Science education is often presented at school by setting up practical-based activities to stimulate children's reasoning and learning, as research clearly recognizes the role of argumentation as an inquiry-based approach common to various learning experiences for the children's achievement of high-quality results (Erduran & Jiménez-Aleixandre, 2008). However, how teachers work on semiotic aspects of argumentation is still less explored (Convertini, Arcidiacono & Miserez-Caperos, 2024). For this reason, we decided to focus on teachers' interventions in science education and on the role of different semiotic resources that are mobilized during argumentative interactions with pupils. A collaboration between teachers and researchers has been set up, with the aim of designing a device enabling teachers to work with children so that the latter can learn to think argumentatively during problem-solving situations. The following questions were addressed: How practice-based science experiences settled up by teachers shape children's argumentation in classroom? How teachers' interventions mobilizing different semiotic resources support argumentation in science? Which are the main features of children's argumentation during these practices in science education?

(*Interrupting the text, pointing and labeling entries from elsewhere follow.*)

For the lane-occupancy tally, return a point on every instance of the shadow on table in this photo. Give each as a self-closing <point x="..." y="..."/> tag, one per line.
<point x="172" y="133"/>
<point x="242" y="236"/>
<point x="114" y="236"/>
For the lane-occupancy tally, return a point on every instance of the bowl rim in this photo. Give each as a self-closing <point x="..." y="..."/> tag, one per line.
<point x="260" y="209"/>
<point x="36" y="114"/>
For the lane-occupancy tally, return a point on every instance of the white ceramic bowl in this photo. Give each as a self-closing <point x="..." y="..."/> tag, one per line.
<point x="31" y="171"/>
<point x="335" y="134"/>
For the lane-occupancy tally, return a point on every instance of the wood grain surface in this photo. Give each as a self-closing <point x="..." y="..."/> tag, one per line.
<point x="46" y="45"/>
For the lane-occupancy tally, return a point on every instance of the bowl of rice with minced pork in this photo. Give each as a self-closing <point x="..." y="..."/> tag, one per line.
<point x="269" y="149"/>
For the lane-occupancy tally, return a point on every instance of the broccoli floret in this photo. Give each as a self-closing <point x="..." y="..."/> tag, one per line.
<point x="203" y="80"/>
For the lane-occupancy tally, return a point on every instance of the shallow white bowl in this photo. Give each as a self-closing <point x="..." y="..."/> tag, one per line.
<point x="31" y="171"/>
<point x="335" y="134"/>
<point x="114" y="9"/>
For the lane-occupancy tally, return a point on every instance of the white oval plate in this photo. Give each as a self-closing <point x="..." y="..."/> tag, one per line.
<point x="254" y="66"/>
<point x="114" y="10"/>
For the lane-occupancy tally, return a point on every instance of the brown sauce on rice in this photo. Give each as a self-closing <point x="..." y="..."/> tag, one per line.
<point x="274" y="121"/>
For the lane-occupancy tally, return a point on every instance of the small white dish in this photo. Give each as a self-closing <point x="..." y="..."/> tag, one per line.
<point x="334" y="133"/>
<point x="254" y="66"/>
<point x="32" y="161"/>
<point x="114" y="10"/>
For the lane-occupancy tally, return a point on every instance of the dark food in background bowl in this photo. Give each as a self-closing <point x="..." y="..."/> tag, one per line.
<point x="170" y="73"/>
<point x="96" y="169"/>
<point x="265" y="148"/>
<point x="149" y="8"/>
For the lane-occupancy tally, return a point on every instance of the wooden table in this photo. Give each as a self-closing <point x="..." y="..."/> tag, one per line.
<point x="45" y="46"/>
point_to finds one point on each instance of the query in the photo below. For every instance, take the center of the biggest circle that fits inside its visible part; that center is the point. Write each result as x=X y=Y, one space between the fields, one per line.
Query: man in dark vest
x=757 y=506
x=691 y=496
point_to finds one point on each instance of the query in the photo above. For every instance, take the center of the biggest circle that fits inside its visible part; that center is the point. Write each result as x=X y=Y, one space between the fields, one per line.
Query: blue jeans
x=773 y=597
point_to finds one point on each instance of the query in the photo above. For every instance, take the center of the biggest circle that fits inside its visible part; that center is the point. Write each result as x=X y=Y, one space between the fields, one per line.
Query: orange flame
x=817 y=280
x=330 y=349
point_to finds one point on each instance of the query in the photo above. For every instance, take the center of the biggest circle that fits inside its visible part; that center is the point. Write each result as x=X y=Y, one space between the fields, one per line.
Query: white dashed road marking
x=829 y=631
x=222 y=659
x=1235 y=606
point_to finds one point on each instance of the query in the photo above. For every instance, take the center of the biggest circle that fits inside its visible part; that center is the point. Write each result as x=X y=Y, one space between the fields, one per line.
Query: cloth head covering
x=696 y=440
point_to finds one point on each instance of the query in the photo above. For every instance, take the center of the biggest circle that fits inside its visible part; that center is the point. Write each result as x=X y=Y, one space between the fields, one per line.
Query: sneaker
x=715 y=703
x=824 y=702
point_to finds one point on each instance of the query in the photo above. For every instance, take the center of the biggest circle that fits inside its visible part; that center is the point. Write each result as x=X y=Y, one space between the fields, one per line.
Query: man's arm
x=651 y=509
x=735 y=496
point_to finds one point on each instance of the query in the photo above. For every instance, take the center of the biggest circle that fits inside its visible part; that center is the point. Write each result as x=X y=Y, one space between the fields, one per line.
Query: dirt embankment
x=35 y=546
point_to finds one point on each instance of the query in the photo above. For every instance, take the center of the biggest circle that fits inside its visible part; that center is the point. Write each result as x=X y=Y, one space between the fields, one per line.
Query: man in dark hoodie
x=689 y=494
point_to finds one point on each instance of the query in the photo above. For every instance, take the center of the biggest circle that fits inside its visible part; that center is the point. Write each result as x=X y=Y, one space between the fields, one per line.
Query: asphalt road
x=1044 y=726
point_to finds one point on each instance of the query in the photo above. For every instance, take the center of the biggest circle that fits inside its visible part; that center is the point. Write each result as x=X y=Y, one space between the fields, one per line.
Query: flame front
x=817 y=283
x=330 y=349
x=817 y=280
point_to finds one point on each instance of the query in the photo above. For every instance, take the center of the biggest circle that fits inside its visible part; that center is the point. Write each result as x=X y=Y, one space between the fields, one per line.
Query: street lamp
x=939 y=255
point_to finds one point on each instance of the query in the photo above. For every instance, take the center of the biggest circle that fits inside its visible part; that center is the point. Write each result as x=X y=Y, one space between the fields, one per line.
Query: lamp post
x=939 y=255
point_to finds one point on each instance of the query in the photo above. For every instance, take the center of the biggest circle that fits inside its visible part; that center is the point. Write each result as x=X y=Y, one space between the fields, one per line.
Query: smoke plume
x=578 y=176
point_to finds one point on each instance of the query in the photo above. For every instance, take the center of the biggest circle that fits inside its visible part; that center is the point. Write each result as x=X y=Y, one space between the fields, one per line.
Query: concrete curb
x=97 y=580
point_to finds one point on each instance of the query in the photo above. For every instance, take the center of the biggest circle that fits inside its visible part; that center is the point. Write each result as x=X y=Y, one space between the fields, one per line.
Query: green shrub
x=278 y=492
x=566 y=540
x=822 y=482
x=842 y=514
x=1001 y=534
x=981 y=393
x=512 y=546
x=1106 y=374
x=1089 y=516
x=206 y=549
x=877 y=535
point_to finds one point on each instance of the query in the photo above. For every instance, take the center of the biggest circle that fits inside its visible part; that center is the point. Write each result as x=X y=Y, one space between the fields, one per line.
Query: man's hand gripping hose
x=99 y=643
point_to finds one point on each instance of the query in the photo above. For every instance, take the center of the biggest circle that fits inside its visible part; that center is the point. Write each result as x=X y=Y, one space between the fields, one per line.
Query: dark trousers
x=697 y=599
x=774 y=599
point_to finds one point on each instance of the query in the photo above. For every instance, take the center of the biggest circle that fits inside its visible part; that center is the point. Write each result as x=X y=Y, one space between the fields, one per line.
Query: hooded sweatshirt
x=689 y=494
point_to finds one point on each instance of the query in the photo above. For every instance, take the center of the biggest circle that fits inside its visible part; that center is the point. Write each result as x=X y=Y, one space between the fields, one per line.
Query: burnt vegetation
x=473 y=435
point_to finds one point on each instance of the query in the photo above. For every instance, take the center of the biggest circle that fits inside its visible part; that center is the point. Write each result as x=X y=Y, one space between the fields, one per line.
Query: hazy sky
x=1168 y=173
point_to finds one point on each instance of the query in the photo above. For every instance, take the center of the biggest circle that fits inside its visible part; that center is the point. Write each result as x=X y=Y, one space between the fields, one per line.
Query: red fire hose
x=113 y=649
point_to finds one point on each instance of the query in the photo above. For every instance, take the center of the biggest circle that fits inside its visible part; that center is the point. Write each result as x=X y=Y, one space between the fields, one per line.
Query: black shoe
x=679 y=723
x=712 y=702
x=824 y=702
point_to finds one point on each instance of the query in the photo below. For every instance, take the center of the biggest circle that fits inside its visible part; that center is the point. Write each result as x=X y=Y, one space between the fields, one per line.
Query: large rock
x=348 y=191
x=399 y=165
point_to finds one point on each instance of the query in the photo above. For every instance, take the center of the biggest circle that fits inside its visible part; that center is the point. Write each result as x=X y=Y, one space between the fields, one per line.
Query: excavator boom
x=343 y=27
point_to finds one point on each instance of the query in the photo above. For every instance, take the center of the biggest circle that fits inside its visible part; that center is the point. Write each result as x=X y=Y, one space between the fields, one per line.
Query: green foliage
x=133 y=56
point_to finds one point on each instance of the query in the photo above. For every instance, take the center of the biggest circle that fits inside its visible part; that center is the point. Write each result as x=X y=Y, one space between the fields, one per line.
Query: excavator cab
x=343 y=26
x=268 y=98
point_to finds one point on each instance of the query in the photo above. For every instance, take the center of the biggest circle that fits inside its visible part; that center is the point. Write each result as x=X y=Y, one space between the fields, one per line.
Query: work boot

In our investigation, we have involved 39 children (6-7 years old, grades 3-4) and 3 teachers, coming from two different classrooms recruited on a voluntary basis in the French speaking-part of Switzerland. Different practice-based tasks inviting children to discuss around science phenomena were video-recorded and then transcribed.
Through the lenses of the pragma-dialectical approach, we selected the argumentative discussions emerging during the observed experiences and we analyzed different semiotic resources (speech, gaze direction, deictic gestures, and position of physical objects) mobilized by the participants during their argumentative exchanges.
The findings show the crucial role of teachers in sustaining children's argumentation by the integration of different semiotic resources during the activities. This reveals the importance of mobilizing various communicative tools to favor children's learning in science education at primary school.